Venoarterial extracorporeal membrane oxygenation (VA-ECMO) is used as a rescue strategy for patients with refractory post-cardiotomy cardiogenic shock (PCS). These patients often have varying degrees of reduced hemoglobin levels, and there are few detailed investigations about the impact of hemoglobin level on their mortality. The objective of this study was to evaluate whether hemoglobin levels at day 1 from VA-ECMO initiation were associated with in-hospital mortality.
We performed a retrospective analysis of adult VA-ECMO patients over approximately a 2-year period. We divided patients into survival and death groups based on their clinical outcomes and compared the differences in parameters between the two groups. Multivariate logistic regression analyses were performed to estimate whether hemoglobin level was related to the mortality.

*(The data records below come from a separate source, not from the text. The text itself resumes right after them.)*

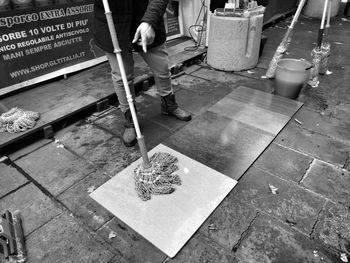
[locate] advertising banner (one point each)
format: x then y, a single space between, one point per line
39 42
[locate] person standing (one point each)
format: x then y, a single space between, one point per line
139 27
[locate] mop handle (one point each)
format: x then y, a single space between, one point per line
117 52
294 21
297 13
329 14
321 30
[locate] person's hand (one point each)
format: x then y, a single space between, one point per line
147 34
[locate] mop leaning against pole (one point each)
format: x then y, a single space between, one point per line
283 46
155 175
316 53
326 45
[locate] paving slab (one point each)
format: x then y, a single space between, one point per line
84 208
132 246
55 168
330 181
24 150
82 137
167 221
221 143
63 240
314 144
285 200
270 241
112 156
229 221
36 208
284 162
333 228
323 124
10 179
202 249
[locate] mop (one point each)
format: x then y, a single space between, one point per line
326 45
155 175
12 244
17 120
317 52
283 46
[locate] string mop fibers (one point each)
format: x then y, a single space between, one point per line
154 175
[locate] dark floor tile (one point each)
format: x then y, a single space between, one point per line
55 168
10 179
79 202
284 162
270 241
330 181
113 122
265 100
289 202
225 145
133 247
36 209
25 149
82 137
202 249
63 240
251 115
197 104
324 124
112 156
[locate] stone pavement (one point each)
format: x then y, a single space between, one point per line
292 205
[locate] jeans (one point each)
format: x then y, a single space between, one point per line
157 60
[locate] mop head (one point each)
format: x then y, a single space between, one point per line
326 50
281 50
17 120
317 57
158 178
12 245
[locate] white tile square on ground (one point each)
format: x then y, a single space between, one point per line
167 221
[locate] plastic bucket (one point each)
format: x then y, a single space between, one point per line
291 75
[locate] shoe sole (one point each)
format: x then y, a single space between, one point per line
181 119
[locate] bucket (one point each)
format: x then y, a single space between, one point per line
291 75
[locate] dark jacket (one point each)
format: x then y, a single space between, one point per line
127 16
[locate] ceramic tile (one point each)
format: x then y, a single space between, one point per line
223 144
265 100
250 114
167 221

One hundred and sixteen patients were included in final analysis. There were 52 patients in the survival group and 64 in the death group. The patients were younger in the survival group than the death group (58 vs 63, p = .023). The median (IQR) hemoglobin level at day 1 was 80 (73−89) × g/L, and the median (IQR) RelΔ hemoglobin was 41% (32–48%). Survival patients had a higher hemoglobin level at day 1 and a lower RelΔ hemoglobin than the death patients (91 vs 76 g/L, p < .001; 35% vs 45%, p < .001). The multivariable logistic regression analyses showed that the low hemoglobin levels at day 1 were independently associated with in-hospital mortality (OR 0.808; 95% CI, 0.747–0.874; p < .001). The AUROC for hemoglobin level was 0.89 (95% CI, 0.83–0.95) which was better than that of RelΔ hemoglobin (0.77, 95% CI, 0.68–0.86).
In patients receiving VA-ECMO for PCS, the low hemoglobin levels at day 1 were independently associated with in-hospital mortality.